What database to pick? My personal choice is to pick any Graph database, like Neo4j or similar. Why? Most of the business problems can be easily described with graphs. Most of the technical problems can be described as graphs. Complex SQL queries in relational databases are trivial in graph query language (like Cypher). All schemas in relational databases are strict and can not be changed during runtime (fixed schema). But in graph databases schema is dynamic. You can very easily add a new object in a database that has never existed before and link it to existing data. That is very powerful when you are building a SaaS platform that evolves from MVP. In the stage of MVP, you never know exactly in which direction will MVP grow, and for a relational database is very hard to follow these changes over time (adding more complex features). Because of that, relational databases have problems with complex SQL queries. Adding a new node to the graph database and connecting it with existing data is easy, which means you can easily extend your current features by enriching the data model with data that never existed before. Dynamic schema of a graph database is a key advantage in how to be prepared to scale the MVP and not lose the ability to fast prototype and deliver features. Or simply, stay on the positive side of the Ergonomics and Economics of Software Development.

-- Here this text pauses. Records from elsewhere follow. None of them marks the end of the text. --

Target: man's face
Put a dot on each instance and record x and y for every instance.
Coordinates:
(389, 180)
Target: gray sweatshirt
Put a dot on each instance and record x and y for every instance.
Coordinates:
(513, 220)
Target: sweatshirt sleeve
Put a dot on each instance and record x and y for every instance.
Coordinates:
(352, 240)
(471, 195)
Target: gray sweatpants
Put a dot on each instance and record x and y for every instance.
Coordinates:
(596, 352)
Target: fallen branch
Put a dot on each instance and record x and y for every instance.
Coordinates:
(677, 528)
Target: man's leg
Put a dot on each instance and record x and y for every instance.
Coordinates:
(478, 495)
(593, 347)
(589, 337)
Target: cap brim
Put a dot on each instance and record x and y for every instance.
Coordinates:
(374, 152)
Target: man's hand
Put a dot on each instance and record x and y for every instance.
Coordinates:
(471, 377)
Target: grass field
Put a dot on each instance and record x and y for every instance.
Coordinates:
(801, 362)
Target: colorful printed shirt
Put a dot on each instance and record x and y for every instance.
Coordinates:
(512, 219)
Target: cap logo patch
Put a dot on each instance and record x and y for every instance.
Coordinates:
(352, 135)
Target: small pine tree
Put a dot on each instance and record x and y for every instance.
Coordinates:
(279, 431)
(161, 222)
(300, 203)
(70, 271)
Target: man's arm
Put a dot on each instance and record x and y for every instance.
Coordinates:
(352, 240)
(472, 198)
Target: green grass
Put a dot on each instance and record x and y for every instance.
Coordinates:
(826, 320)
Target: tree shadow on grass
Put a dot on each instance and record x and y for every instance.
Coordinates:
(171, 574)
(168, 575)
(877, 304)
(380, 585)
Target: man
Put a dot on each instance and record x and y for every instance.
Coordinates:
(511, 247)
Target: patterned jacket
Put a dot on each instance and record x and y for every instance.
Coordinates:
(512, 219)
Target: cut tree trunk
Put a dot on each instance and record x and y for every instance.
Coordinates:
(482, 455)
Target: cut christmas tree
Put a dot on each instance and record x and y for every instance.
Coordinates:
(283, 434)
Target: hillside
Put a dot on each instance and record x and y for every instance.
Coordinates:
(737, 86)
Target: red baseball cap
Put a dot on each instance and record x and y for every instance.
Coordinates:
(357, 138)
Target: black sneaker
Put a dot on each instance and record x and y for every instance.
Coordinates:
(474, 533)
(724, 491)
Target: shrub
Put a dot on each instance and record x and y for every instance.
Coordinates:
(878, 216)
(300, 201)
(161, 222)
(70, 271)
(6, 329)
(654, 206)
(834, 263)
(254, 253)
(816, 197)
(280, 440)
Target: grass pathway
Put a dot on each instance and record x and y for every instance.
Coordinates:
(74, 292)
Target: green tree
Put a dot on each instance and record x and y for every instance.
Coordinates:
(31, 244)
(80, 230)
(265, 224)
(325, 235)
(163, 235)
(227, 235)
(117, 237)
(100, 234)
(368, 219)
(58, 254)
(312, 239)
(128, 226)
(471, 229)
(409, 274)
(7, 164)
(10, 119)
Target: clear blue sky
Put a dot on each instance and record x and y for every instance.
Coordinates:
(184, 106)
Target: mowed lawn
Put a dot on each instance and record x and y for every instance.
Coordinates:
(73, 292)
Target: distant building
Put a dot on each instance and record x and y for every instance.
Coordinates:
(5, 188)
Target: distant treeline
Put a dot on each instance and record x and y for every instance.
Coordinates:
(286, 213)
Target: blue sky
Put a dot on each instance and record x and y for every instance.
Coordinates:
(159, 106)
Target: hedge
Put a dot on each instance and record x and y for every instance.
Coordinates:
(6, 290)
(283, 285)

Frontend? Any SPA is ok to start with, but what can go wrong

The last architecture decision is what frontend technology to use and how to set it up at the beginning of a startup. Simple, use any framework for frontend in which developers are skilled to develop fast. The most popular frameworks today for SPA are React, Vue, Angular, and some new players. Pick any of those, but follow just one methodology: use components. Using components in front-end development is like using Lego bricks to assemble UI. For every button, table, list, dropdown, filter, graph,…, there is a component that you can reuse. Do not develop every page of UI as a custom page. The most popular tools today that can simplify frontend development using a design tool like Figma which internally works with components that can be easily exported to any popular SPA framework.

But what to do if after 5 years I have slow feature development?

Well, you are not alone. A lot of startups in the Berlin area, and probably also in the US have this issue scaling from MVP to proper SaaS platform. My personal choice is what to do when you have bottlenecks in every component of your SaaS architecture is to plan and execute refactoring. If you have a monolithic backend system with Spaghetti code, refactor it first internally to follow DDD. After that split the monolith into several parts, and after that split more if necessary. Refactoring is not about losing time or money. With refactoring engineers will learn a lot about the code but also a lot about the business, because for making changes in the code you need to understand business rules. After refactoring the value is not to have better code structure, but the goal is to have better-aligned engineers who now better understand your business model and how the code is handling it. This is a starting point of Bottom-up development. You are now ready to make miracles on the feature level, very fast. And your customers will love it.